The One Resolution We Can All Make In 2014

By

‘Tis the season for New Year’s Resolutions. We make them, we make fun of them, and yet the psychology of the new year is that it gives us a feeling of closure of the year that ended. The feeling that we can leave the past behind and move forward with a resolve to do better, and be better people. Of course, the past is something we can only leave behind so much. While we are in the present and we ought to live like we are, we are forever creating our past, just like we are forever carving our future. The multidimensionality of life is something we cannot escape.

I make resolutions every year although being a pragmatic person, my resolutions involve goal-setting and planning.

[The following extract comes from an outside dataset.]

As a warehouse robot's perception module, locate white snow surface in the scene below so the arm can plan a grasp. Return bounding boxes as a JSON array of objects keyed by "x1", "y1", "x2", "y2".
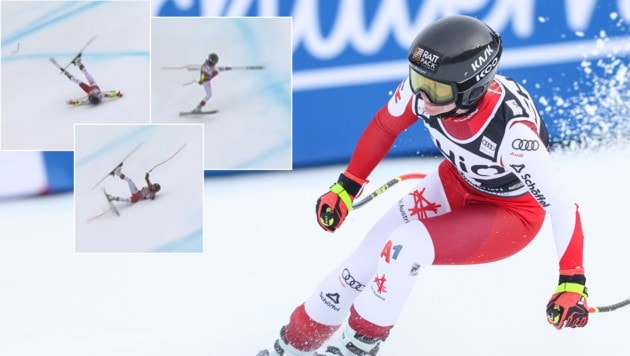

I have schedules and timetables attached to my resolutions because while I believe in resolutions and I enjoy the psychology that a new year gives me, I do not believe that resolutions are tantamount to hopeless wishes that a person has no control over. I pick a few things in my professional and personal life and I endeavor to work on them throughout the year. So part of my resolutions is having a plan, with the stipulation that life will definitely throw some curve balls; it always does.

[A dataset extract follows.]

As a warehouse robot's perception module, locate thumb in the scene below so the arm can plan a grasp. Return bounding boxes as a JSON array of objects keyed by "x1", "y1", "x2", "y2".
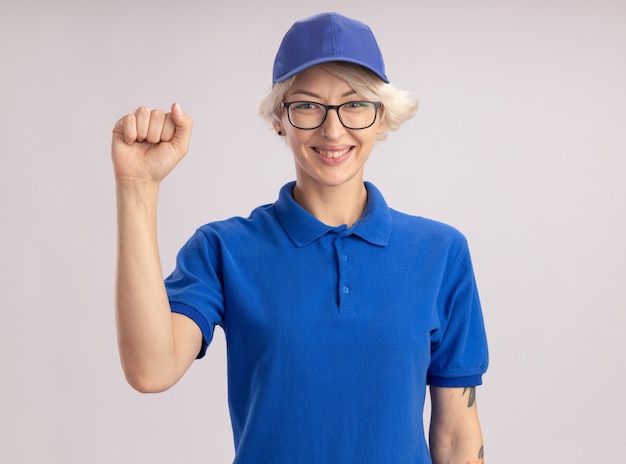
[{"x1": 171, "y1": 103, "x2": 193, "y2": 152}]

Plans – I’m good at making them. I’m getting better at executing them. But in life, there are only so many things one can plan for. And oftentimes, it’s the things that we don’t plan for that change us the most. A few weeks ago, I attended a family friend’s uncle’s funeral. He, and my brother who lives in Chicago, have been good friends since their college days. He was giving the epilogue for his uncle and it was very difficult to watch and experience. The death was untimely, unfair, and unplanned for.

As I listened to all the epilogues however, his uncle, who I had very brief encounters with, was a man who enjoyed his life; he lived his life. How many of us can say that? How many of us include “living” in our plans for the new year? We get caught up in achievements and personal gratifications to claim one status or another. And there’s nothing wrong with wanting a better life in material and significant ways. But there has to be a balance, and more importantly, there has to be a desire to always and truly live.

I know that we’ve all got bills to pay and responsibilities and obligations that sometimes seem unceasing. Many of us want to be great and with that comes one sacrifice after another – all of which usually involve a sacrifice of time. I get it. We’ve got education to obtain, and things to buy, and titles to work for, and they all take time. And time is life. But somewhere along the way, we have to look beyond these things that we’re trying to get and trying to be, and put them in their place. And above all, we have to really truly learn how to live.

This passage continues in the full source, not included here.